South Korea and Taiwan, with its close geographic and political links to China, have been the best performers of our emerging market cohort, with rises of around 26 per cent in the year to date.

Taiwan Semiconductor, which has a whopping 30 per cent weighting in the Morningstar Taiwan index, is the biggest holding in the Neutral-rated investment trust Templeton Emerging Markets (as of October 31, 2020), just ahead of Chinese tech behemoth Tencent. Co-manager Chetan Sehgal likes Taiwanese companies in general because they have a recent track record of increasing dividends. He’s also a fan South Korean companies because they’re improving their corporate governance.

India has lagged Asia-Pacific this year: it’s just gone into recession for the first time in its history, has been hard hit by coronavirus and asset manager JP Morgan has just downgraded its growth forecast from 7 per cent to 6.5 per cent. “After an extensive period of very rapid growth, India has slowed in the past few years. Its structural reform process has also lost momentum, leaving the economy less open and flexible today than we expected.”

On a longer term view, the country’s prospects look brighter, the company says: “Yet even with our downgrade, India’s growth forecast leads all emerging economies by a wide margin, reflecting its ample room for convergence, its young and growing population, and the rapidly improving education and skill level of its human capital.”

Emerging Europe and Latin America

Russia’s prospects divide opinion among asset managers, especially as the country’s economy, as a large oil exporter, has been flattened by this year’s slump in oil prices. The Morningstar Russia index is the second worst performing emerging market this year with a loss of more than 20 per cent.

Daniel Grana, an emerging markets portfolio manager at Janus Henderson, says the corporate sector in Russia is strong and well capitalised, particularly the banks. “From a risk point of view, Russia is very attractive,” he says. But the country has been slow to react to the transition to low carbon in a year when oil demand from airlines and cars has fallen off a cliff. “The authorities have done very little to prepare for peak oil,” he adds.

JP Morgan flags Russia as one of the countries most exposed by the transition to a low carbon world, and estimates that the shift away from oil could reduce Russian’s economic growth by a substantial 6.5 per cent over the next 30-40 years.

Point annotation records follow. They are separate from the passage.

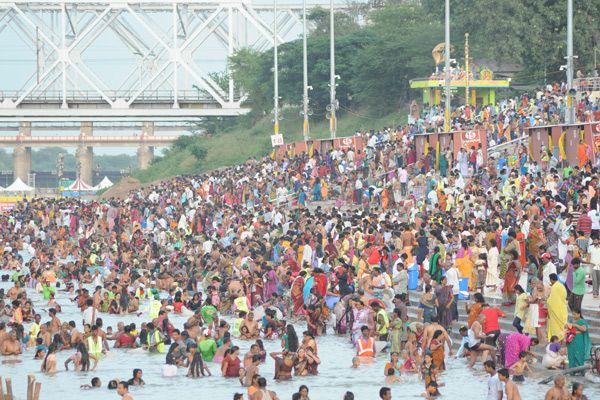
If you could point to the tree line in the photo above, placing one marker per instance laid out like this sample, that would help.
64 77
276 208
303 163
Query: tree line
376 59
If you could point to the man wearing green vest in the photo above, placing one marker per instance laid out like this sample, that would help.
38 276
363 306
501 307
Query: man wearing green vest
382 321
94 345
155 339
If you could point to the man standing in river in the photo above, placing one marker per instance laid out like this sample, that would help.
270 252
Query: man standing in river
123 390
510 388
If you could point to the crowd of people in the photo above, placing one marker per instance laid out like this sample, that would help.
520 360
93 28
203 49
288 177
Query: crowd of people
508 118
339 242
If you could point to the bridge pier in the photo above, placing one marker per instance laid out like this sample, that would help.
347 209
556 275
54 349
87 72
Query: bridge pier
22 155
145 156
85 159
85 155
145 152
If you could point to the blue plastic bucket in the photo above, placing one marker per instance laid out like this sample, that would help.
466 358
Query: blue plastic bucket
463 287
413 278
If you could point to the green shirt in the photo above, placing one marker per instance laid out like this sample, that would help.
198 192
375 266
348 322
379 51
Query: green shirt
208 348
579 281
208 314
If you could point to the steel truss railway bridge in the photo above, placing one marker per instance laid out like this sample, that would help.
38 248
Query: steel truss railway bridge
166 75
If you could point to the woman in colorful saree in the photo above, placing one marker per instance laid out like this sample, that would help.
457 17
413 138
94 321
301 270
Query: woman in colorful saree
579 345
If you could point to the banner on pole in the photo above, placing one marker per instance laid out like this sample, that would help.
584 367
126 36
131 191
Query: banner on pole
277 140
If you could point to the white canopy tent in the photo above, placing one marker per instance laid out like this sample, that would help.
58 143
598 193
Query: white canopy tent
79 186
105 183
18 186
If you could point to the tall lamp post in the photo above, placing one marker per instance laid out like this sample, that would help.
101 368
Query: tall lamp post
570 117
332 76
447 66
305 125
275 73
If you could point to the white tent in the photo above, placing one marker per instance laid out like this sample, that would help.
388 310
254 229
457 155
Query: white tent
79 186
18 186
105 183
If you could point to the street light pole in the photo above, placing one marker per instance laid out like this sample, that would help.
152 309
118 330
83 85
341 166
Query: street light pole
305 126
570 106
447 68
333 105
276 73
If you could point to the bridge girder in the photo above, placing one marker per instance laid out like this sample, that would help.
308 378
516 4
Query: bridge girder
164 40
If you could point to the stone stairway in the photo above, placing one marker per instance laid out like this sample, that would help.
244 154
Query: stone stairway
592 317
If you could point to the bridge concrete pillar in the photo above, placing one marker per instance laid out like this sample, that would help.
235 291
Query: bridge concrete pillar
147 129
86 129
22 155
21 162
145 156
85 154
145 152
85 162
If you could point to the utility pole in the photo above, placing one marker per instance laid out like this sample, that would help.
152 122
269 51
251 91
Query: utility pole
305 126
275 73
467 69
447 71
37 55
333 105
570 117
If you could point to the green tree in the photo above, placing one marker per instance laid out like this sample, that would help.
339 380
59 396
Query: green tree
403 37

Brazil is also one of the countries most exposed to changing ESG trends, according to JP Morgan. This year it’s been the worst performing of the Morningstar EM country indices, with a drop of nearly 30 per cent in US dollar terms (just -3 per cent in local currency, which shows how much the Brazilian real has fallen) and with one of the highest Covid-19 death rates in the world. But economic growth is expected to return in 2021, helped by a rebound in commodity prices. A Biden Presidency is likely to improve political co-operation, says Gary Greenberg, head of global EM at Federated Hermes, and that is likely to help Mexico too. 

Recovery hopes

Greenberg says North Asian countries, having shown resilience in dealing with the coronavirus, should continue to prosper, but the recovery should be broader-based next year across emerging markets. He expects natural resources-focused countries like Mexico and Russia to do well as the world economy starts to re-open and demand for energy increases. EM stocks are cheaper than developed ones too in terms of long-term trends, he says. Pictet’s EM portfolio manager Avo Ora says that a weaker US dollar could also help emerging market performance in 2021 after a bruising year for EM currenices in 2020. After such a disruptive year for the world economy, an 11 per cent gain for the EM index is a pretty credible performance, but China remains key to beating this figure in 2021.